Given how the CDC and the federal health authorities are treating all Americans today as subjects in a medical experiment you would have expected her to more carefully choose her words. But obviously she agrees in principle, at some level, to using the judgment of scientists as higher morally than the informed consent of citizens.
Once again, there is a misleading head to the thread. Commemoration is not a celebration.
The miscreants as to the Tuskeegee study were all dead by then, by the way. There is no comparison as to what happened in our recent pandemic.
Like Walensky and most other DNC apologists, you want to whitewash the CDC's malfeasance in both Tuskegee and COVID, which was malicious and intentional in both cases, and done with ulterior political motives in both cases.
Once again, there is a misleading head to the thread. Commemoration is not a celebration.
The miscreants as to the Tuskeegee study were all dead by then, by the way. There is no comparison as to what happened in our recent pandemic.
Let's talk misleading...
CDC Director Rochelle Walensky’s Tweet actually stated...
Quote:
This year marks the 50th anniversary of the end of the Tuskegee syphilis study. Tomorrow, I will be joined by colleagues & #PublicHealth leaders as we honor the 623 African American men, their suffering & sacrifice, and our commitment to ethical research and practice.
Don't know about your definition, but I wouldn't call what those men went through as something that should be a commitment to "ethical" research.
They used those men as guinea pigs for their own gain. Skin color should not even come in to play. The government experimented on their own citizens.
The government should be apologizing up and down.
And they are still doing that today...we're nothing but collateral damage to them and their experiments.
What they went through changed how research is done now.
Not with regard to the experimental COVID vaccines.

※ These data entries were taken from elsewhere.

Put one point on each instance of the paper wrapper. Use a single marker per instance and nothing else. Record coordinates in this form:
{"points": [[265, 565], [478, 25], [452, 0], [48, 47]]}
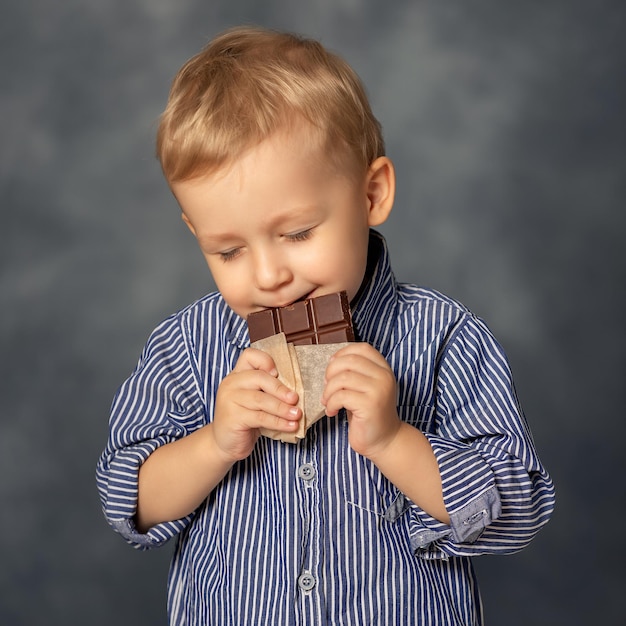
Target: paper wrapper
{"points": [[302, 369]]}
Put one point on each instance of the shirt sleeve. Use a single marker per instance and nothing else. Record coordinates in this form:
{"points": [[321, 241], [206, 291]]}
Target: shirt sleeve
{"points": [[160, 402], [495, 489]]}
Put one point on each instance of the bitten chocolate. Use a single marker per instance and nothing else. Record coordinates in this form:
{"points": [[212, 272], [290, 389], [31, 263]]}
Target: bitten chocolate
{"points": [[325, 319]]}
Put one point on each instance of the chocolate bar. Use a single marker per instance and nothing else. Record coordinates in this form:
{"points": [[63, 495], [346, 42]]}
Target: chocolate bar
{"points": [[325, 319]]}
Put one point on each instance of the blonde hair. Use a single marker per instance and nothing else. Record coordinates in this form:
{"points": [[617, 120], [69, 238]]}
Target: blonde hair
{"points": [[248, 83]]}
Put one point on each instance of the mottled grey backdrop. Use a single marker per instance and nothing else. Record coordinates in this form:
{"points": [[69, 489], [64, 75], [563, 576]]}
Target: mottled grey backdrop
{"points": [[506, 122]]}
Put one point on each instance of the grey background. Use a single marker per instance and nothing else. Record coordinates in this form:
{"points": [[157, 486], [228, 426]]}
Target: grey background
{"points": [[506, 122]]}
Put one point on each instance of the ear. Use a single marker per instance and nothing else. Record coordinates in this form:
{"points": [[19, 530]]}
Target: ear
{"points": [[381, 189], [189, 224]]}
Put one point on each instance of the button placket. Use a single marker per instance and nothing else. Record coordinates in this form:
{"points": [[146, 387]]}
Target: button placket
{"points": [[307, 472], [306, 581]]}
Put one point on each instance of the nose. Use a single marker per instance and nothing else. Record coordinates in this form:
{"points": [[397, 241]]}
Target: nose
{"points": [[271, 270]]}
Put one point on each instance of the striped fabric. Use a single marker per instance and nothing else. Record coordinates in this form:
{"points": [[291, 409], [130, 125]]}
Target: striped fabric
{"points": [[313, 533]]}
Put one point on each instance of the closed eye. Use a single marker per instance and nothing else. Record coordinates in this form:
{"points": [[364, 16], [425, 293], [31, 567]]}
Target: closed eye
{"points": [[302, 235], [229, 255]]}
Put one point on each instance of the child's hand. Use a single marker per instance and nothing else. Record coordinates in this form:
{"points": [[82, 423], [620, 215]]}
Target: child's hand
{"points": [[359, 379], [249, 398]]}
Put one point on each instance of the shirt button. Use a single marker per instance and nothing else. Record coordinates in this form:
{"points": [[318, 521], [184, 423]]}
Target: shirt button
{"points": [[306, 471], [306, 582]]}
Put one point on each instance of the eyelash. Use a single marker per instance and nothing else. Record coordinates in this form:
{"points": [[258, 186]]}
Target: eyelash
{"points": [[229, 255], [303, 235]]}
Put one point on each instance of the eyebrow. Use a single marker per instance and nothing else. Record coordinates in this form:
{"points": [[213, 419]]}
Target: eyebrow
{"points": [[288, 217]]}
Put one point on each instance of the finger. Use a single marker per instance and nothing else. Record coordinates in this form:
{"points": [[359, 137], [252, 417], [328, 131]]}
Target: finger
{"points": [[348, 399], [254, 359], [254, 379], [260, 402]]}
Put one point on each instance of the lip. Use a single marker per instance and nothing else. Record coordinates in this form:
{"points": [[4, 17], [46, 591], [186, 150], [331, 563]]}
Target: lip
{"points": [[280, 305]]}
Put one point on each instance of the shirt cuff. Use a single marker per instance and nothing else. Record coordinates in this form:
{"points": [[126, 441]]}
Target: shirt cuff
{"points": [[470, 496], [120, 499]]}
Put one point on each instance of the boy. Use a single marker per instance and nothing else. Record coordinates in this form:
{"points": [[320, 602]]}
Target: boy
{"points": [[424, 459]]}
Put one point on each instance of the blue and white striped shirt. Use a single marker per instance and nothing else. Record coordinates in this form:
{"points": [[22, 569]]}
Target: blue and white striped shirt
{"points": [[313, 533]]}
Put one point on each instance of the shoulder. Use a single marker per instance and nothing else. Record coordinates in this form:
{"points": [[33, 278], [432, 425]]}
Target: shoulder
{"points": [[425, 301], [200, 321]]}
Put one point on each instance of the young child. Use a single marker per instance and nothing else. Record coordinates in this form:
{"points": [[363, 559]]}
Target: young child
{"points": [[424, 459]]}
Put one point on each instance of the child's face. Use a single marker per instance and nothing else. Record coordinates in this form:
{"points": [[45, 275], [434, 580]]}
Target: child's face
{"points": [[282, 224]]}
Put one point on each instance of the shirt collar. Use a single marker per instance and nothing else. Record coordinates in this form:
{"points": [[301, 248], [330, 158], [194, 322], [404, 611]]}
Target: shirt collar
{"points": [[372, 309]]}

The American people are the guinea pigs when it comes to testing long term effects and complications.
CDC Director Rochelle Walensky’s Tweet actually stated...
Don't know about your definition, but I wouldn't call what those men went through as something that should be a commitment to "ethical" research.
That she-man sounds like they are trying to change history.
The USG should be apologizing for that atrocity.
A 40 year experiment on Black citizens without their consent.
They didn't sacrifice...they were sacrificed by the hands of the USG.
And they were not the only Americans that the USG tried their experiments on.
And I laugh at the words "ethical" and "USG" in the same sentence.